The most valuable reserve at safety is Phelps' backup, 5-10, 190-pound senior Rijo Walker. The converted cornerback has played in 37 career games, earning three letters, and posted a career-best 20 tackles last season.
Watch Out For… the ability of rookie Tim Harris to avoid a redshirt season. The four-star recruit could have continued his career at Cal, Michigan, Ohio State or Virginia Tech, but decided to be a Cavalier instead. While he has the size and the speed to contribute right away, Virginia's depth chart won't be an easy one to navigate.
Strength: Continuity. Every defensive back who started a game in 2012 is back in Charlottesville in 2013. That's a big deal for this group, which ranked fifth in the ACC in pass efficiency defense. Looking ahead, all of this year's starters are juniors, so the growth pattern shouldn't stop until at least 2014.
Weakness: Ball skills. Where were the turnovers last year? The Cavaliers were thrown on 395 times, yet had a measly four interceptions, tied for fourth fewest in the FBS. Nicholson, as an example, is Virginia's best cover guy, yet not one of his 15 tipped balls resulted in an interception.
Outlook: The secondary is shaping up as the strength of the defense, and arguably one of the most complete units on the entire squad. The Cavaliers struggled against the likes of TCU's Casey Pachall, Duke Sean Renfree, Miami's Stephen Johnson and North Carolina's Bryn Renner, and the lack of picks was a problem. But a year older should mean a year better, especially since there's no turnover in the starting lineup.

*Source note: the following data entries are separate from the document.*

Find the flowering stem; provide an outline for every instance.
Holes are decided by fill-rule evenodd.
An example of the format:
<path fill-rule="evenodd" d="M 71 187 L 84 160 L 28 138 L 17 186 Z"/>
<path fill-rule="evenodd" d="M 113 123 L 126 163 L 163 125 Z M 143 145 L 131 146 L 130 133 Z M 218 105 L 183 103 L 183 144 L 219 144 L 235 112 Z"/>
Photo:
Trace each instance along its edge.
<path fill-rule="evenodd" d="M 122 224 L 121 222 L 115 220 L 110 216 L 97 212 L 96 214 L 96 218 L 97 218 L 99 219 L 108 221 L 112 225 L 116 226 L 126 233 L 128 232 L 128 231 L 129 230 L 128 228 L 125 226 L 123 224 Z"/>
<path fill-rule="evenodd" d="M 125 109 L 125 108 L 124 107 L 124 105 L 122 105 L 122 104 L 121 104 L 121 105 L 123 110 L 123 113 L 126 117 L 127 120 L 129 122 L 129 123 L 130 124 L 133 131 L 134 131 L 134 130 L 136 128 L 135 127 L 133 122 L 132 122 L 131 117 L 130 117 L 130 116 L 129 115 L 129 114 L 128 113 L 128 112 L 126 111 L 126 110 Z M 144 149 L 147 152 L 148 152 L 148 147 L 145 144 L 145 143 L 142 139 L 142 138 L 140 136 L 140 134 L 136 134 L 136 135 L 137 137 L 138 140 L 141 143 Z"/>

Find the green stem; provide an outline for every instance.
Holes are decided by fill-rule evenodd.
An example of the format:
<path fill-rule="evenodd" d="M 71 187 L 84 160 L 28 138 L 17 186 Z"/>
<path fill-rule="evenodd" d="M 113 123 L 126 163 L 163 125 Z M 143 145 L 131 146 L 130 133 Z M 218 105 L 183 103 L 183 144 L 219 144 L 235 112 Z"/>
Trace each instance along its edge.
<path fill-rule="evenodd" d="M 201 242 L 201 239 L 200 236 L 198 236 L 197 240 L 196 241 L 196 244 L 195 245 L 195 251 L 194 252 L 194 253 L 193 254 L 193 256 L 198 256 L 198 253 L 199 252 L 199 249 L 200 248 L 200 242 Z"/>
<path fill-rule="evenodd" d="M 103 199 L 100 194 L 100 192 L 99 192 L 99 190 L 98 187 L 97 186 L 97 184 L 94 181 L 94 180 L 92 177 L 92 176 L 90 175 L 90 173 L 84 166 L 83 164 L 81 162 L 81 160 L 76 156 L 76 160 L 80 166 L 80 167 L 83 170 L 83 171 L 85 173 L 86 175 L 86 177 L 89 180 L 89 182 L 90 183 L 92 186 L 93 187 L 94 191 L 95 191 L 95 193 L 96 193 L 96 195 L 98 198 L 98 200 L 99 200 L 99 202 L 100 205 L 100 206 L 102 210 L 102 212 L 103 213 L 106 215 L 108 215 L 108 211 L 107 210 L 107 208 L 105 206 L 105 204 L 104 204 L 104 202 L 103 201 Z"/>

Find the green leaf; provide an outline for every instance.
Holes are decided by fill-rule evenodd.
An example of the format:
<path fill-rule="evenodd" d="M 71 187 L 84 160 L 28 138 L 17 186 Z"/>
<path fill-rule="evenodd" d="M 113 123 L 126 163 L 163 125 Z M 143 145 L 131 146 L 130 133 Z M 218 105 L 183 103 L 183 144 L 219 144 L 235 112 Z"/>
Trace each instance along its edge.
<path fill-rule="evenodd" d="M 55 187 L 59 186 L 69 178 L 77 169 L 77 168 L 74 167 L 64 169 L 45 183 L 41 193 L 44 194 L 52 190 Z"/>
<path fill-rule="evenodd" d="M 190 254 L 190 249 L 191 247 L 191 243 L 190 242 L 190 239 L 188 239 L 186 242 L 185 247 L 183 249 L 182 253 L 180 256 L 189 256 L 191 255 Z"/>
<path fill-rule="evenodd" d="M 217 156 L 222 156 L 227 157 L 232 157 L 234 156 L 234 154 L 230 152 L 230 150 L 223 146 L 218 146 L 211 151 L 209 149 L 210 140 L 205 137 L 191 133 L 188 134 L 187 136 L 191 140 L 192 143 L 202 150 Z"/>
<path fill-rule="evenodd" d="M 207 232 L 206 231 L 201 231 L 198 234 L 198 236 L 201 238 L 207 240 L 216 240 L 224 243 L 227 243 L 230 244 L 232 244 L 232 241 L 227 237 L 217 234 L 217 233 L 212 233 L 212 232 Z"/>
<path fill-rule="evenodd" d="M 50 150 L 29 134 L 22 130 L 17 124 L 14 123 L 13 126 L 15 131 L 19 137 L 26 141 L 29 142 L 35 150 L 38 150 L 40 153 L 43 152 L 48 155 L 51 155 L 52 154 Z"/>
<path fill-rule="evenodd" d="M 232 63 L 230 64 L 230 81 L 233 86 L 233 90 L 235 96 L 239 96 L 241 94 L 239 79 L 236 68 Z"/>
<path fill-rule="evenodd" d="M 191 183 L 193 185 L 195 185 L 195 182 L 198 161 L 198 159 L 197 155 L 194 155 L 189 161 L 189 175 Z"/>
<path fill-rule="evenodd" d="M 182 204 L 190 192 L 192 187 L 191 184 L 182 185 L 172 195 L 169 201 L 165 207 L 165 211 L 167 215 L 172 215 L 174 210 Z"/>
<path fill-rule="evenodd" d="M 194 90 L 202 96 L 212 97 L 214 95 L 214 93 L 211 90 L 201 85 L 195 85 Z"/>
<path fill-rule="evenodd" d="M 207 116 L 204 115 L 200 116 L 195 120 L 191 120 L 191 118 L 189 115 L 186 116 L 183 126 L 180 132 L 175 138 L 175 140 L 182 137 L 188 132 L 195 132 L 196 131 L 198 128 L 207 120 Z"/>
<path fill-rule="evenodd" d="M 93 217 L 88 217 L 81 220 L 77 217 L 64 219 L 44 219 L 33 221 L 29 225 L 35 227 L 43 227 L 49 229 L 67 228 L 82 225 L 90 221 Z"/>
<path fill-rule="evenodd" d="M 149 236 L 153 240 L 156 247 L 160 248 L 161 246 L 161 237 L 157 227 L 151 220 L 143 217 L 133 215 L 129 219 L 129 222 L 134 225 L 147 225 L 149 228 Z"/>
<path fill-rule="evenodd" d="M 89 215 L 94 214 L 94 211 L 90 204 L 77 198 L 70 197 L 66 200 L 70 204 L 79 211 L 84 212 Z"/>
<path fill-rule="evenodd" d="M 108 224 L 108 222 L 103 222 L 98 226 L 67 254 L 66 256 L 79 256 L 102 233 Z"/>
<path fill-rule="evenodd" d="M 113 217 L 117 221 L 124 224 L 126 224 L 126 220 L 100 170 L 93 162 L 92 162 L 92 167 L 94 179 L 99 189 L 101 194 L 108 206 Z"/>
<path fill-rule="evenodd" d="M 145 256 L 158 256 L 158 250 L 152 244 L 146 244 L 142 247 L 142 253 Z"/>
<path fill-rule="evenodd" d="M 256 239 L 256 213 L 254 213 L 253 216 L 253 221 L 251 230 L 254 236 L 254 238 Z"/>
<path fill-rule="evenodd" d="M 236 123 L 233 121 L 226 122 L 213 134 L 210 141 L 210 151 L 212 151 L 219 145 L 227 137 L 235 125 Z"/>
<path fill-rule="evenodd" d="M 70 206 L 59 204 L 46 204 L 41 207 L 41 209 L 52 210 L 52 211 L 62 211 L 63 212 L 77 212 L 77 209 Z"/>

Now that Drew Jarrett has left the program, the Cavaliers are likely to hand the kicking over to sophomore
Ian Frye, a part-time performer in 2012. The unusually rangy 6-6, 210-pounder hit 3-of-5 field goal attempts, and could handle kickoffs this fall as well.
Back at punter will be junior Alec Vozenilek. In his first year as the successor to Jimmy Howell, he averaged 40.6 yards, with an impressive net of 37.9 yards. He's worked on his leg strength and fundamentals this offseason to improve his distance and hang time.
The Cavaliers have yet to decide on a punt returner or a kick returner, a process that began in the spring and will continue in the summer. Junior Khalek Shepherd has been the school's primary specialist the last two years, so it goes to figure that he'll be back in the same role in the fall.
Watch Out For… Frye's development. It won't get discussed a ton in the summer, but Frye will be an underrated piece of the 2013 puzzle. The Cavs are traditionally sketchy in the red zone, and play in a slew of close games, so the accuracy of the kicker could be the difference between wins and losses this fall.
Strength: Shepherd. Assuming he gets the nod, the 5-8, 185-pound playmaker should once again provide a much-needed spark on special teams. Yeah, his numbers slipped a bit in 2012, but he did snap off a 72-yarder on kickoffs, and is the most reliable part on an otherwise shaky unit.
Weakness: Kick coverage. There were 124 programs in the FBS a year ago. All but one was tighter in kick coverage than the Cavaliers. Virginia ranked 123rd nationally at 27.5 yards a return, while allowing two to be taken back for touchdowns. The special teams unit put way too much additional pressure on the D last season.
Outlook: The program continues to face problems on special teams, and will likely do so again in 2013. The legs are average, even less so at placekicker with Frye. And the coverage teams have been a perennial problem. Shepherd will have a moment or two, but not enough to compensate for an otherwise subpar collection of special teamers.